Le cadre Parrot vous permet de créer jusqu'à 4 diaporamas différents
La création d'un diaporama personnalisé débute avec la sélection des images, qu'il suffit de cocher au moyen d'une simple pression sur la touche centrale. Les étapes suivantes sont ensuite débloquées de façon à nous permettre de choisir les transitions évoquées ainsi que l'ordre d'apparition des photos.
Une fois les images sélectionnées, choisissez les transitions et l'ordre dans lequel elles seront affichées
Que penser de ce fonctionnement par rapport à celui des autres cadres ? On note que la navigation dans les menus est plus simple que dans le cadre du modèle Philips, même si dans les deux cas on se prend à regretter l'absence de télécommande ou d'écran tactile. Le cadre Parrot permet ensuite de créer plusieurs diaporamas, alors qu'un modèle comme celui de Telefunken est étranger à la notion « d'album » ou de diaporama personnalisé. Plus ergonomique et simple que le Philips, ce cadre est également donc plus complet que son second concurrent.
On notera également, pour finir sur ce chapitre, que l'écran n'est pas très lumineux. Par ailleurs et d'une façon générale, les photos risquent d'être moins agréables à regarder, pour la simple raison que les clichés fournis par un téléphone portable sont encore d'une qualité moindre que ceux délivrés par un appareil photo, et que rares sont ceux qui passeront par la case retouche, pourtant si précieuse pour révéler le potentiel des clichés.
Les transitions
Au nombre de quatre, les transitions sont vite revenues, sans compter qu'elles paraissent un peu fades au regard de celles que propose le cadre Philips. Ce manque de variété ne gênera toutefois pas ceux qui apprécient les transitions sobres et classiques.
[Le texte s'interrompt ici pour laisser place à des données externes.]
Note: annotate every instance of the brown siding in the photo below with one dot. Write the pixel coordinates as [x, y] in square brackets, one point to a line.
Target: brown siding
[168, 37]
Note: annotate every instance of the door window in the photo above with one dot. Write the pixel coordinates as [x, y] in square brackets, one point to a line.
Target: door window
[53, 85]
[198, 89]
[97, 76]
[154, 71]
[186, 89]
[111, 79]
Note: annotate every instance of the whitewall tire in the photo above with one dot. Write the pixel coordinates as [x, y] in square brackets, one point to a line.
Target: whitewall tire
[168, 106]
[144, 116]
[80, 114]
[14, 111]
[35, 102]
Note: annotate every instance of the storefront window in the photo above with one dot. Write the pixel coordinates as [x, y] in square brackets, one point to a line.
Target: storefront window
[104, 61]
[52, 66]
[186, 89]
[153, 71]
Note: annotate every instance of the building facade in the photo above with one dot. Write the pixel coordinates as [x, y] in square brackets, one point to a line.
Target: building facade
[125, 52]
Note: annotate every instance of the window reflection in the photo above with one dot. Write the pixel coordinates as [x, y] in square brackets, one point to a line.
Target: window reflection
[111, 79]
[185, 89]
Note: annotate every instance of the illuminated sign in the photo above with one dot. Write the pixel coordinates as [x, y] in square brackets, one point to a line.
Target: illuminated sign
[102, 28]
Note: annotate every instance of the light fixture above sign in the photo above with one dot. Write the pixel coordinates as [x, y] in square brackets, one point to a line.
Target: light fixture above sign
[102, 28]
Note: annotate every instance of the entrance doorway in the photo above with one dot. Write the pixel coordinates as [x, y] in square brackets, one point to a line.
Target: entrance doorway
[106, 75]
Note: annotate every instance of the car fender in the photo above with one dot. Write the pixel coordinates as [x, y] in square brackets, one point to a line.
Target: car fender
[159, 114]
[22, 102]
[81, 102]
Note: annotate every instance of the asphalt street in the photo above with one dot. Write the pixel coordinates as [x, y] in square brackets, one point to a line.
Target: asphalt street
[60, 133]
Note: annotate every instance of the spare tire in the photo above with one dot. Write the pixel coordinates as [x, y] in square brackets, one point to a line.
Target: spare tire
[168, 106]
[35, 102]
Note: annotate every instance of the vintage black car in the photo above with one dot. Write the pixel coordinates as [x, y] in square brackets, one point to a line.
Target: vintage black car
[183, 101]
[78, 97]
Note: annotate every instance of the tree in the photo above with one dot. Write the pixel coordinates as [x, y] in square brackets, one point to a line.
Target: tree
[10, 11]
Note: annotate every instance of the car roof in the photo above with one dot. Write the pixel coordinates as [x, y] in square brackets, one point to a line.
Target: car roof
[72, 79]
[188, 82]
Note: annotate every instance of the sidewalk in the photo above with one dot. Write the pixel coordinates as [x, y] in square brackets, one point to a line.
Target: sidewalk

Deux des quatre types de transition dont se contente le cadre Parrot
Conclusion
Cette conclusion débutera par un avertissement : attention, si vous êtes séduits par le design de ce cadre, à être sûrs de vouloir un cadre auquel on ne peut transmettre des informations que par Bluetooth. Cette interface sans fil n'est en effet ici pas du tout gadget (ce qu'elle est bien souvent par ailleurs). Le transfert d'image ne peut se faire que par ce biais, les cadres Parrot étant dépourvus de lecteur de carte, et même de port USB ! Ces modèles seront donc à réserver aux possesseurs de PDA, téléphones et/ou d'ordinateurs portables. De cet avertissement découle une question (qui s'adresse particulièrement aux utilisateurs de téléphones portables) : avez-vous des photos dignes d'être ainsi affichées ? En effet, ce cadre court le risque d'être desservi par la faible qualité des images prises avec un téléphone portable, gâchant un peu le plaisir qu'il y a à exposer ses photos. Du côté de l'ergonomie, on regrettera (mais, somme toute, à peine) l'absence de télécommande, tant les réglages sont bien ordonnés et la navigation simple au moyen des trois touches disposées à l'arrière du cadre. Simple mais également sobre, ce cadre ne trahit au final son appartenance numérique que par la présence du câble d'alimentation dont il est inséparable. Si ce cadre était autonome (et au passage totalement adepte du « sans fil »), il ressemblerait à s'y méprendre à un « vrai ».